Mir geht es um regionale Erzeugung und um die Erhöhung von Tierwohlstandards. Genau mit dieser Zukunftsfrage, wie wir die Nutztierhaltung in Deutschland tierwohlgerecht so umbauen, dass Landwirte davon auch leben können, hat sich die Borchert-Kommission beschäftigt, die ich in Auftrag gegeben habe. Ich danke Jochen Borchert sehr, sehr herzlich. Er ist aktiv. Es werden jetzt gerade – Frau Mittag, das wissen Sie – die anderen Kriterien erarbeitet. Ich halte es für wichtig, dass wir sie wieder im Konsens für die anderen Tierarten erarbeiten und wir nicht jetzt einzeln vorpreschen. Sie wissen, die Coronazeit hat auch einige vulnerable Mitglieder dieser Gruppe dazu gezwungen, etwas zurückzufahren. Ihre Arbeit fährt jetzt wieder hoch.

Deshalb: Danke an Jochen Borchert, an die ganze Kommission; aber ich will auch Ihnen, den Mitgliedern dieses Parlamentes, danken. Ich habe alle Anträge durch- gelesen. Ich sehe in diesen Anträgen Rückenwind für die Borchert-Kommission und auch den Willen, dass wir partei-, dass wir fraktionsübergreifend einen Konsens herstellen, um Tierhaltung in Deutschland zu halten, aber das Tierwohl schwungvoll zu verbessern und vor allen Dingen unsere Ställe nachhaltig umzubauen.

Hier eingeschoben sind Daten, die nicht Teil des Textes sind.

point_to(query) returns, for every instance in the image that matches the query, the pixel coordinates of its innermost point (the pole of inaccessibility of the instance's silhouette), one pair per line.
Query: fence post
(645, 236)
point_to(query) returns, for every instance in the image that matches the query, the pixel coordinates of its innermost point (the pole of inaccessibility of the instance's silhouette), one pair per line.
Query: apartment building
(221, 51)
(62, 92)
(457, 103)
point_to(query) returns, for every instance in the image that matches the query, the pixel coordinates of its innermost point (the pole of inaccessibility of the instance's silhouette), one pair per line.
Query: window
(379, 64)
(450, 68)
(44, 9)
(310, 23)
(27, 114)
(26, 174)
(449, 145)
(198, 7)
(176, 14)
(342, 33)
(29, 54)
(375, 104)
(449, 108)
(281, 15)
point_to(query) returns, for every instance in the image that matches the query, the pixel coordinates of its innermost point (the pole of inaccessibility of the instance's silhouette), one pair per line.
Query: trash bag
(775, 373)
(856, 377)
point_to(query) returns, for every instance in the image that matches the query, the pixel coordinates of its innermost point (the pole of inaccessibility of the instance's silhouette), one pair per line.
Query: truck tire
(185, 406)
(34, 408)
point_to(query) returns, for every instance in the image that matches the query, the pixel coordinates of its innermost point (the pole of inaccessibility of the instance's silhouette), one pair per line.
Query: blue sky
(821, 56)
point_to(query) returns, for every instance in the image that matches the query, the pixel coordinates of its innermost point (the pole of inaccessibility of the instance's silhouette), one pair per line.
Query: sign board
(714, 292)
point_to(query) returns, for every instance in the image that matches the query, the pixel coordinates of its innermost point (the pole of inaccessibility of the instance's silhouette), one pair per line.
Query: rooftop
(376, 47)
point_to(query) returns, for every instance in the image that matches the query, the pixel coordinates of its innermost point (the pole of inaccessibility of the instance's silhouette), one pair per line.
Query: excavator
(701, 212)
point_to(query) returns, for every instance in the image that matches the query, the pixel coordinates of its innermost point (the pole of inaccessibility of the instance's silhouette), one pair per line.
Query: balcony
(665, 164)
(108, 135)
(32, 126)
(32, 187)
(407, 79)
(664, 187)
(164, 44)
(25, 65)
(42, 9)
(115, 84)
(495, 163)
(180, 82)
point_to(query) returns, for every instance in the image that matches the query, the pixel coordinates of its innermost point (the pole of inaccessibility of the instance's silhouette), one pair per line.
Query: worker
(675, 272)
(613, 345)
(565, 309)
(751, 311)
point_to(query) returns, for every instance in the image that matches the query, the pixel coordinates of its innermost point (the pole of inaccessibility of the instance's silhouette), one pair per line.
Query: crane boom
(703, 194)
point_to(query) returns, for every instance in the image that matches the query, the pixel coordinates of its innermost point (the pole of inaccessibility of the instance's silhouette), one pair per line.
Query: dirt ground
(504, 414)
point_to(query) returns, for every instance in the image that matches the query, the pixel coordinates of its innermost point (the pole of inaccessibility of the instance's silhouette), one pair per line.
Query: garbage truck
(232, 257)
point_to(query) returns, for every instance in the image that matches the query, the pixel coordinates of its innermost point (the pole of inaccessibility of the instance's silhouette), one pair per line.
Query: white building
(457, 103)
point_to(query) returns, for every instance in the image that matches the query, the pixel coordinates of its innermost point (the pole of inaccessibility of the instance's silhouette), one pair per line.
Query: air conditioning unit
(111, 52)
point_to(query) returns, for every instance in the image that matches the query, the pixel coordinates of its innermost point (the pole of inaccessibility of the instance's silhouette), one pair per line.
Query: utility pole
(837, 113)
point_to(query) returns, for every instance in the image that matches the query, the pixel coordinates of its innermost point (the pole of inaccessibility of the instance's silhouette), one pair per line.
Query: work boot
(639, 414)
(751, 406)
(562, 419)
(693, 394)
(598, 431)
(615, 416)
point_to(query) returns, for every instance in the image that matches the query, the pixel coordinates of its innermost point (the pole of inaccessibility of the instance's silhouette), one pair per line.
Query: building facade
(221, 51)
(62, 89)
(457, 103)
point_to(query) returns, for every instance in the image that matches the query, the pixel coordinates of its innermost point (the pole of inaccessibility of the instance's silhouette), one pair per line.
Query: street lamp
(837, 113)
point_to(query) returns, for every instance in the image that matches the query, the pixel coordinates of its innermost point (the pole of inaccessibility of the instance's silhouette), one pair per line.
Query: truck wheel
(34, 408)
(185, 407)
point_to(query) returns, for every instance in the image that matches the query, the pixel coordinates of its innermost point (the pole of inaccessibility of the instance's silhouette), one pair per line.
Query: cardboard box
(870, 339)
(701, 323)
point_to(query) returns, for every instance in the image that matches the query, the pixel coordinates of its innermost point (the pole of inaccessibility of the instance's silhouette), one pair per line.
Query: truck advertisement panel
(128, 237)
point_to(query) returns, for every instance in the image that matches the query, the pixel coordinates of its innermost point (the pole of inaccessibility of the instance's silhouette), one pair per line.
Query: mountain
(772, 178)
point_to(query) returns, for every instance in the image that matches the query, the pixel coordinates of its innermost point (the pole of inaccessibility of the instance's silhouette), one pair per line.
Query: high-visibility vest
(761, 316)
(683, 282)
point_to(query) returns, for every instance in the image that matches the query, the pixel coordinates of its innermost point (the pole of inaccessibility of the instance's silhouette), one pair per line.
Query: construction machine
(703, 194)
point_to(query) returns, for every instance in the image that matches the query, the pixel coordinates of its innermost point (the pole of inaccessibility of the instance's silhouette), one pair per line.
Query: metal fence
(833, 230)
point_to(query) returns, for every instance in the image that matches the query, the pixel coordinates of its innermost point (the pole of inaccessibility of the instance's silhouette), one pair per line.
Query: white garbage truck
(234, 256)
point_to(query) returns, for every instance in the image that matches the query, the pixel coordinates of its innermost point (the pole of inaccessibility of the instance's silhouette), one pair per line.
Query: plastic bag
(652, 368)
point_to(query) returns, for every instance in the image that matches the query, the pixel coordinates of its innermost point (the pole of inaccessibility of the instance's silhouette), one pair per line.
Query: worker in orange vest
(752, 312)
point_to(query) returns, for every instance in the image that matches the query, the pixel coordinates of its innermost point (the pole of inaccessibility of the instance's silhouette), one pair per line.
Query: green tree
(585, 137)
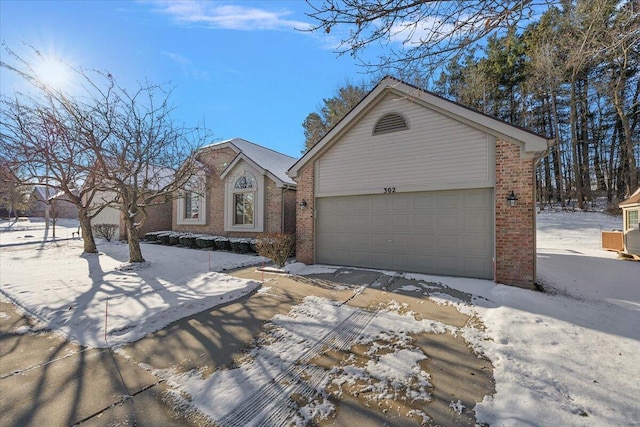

Dafür, sagen wir, brauchen wir einen Pakt vom Stall bis zum Teller; den müssen wir schmieden. Aber wir fangen nicht erst heute an, uns mit der Frage des Tierwohls zu befassen, sondern Sie wissen: Ich habe mich auch für 300 Millionen Euro aus dem Konjunkturpaket eingesetzt. Soeben ist im Bundesrat die Verordnung zur Nutztierhaltung in einem breiten Konsens angenommen worden. Sie hat eines erreicht: mehr Tierwohl, mehr Tierschutz. Wir helfen den Tierhaltern mit richtig viel Geld des Bundes, dass sie schnell die Ställe umbauen können, dass wir Tierhaltung hier halten, aber den Anspruch erhöhen und vor allen Dingen Gas geben, um zu zeigen, dass Ökologie, Ökonomie und die soziale Frage zusammen- passen. Da sind wir Verbraucher gefragt, da sind Tierhalter gefragt, und da ist die gesamte Kette gefragt. Da kann sich keiner raushalten.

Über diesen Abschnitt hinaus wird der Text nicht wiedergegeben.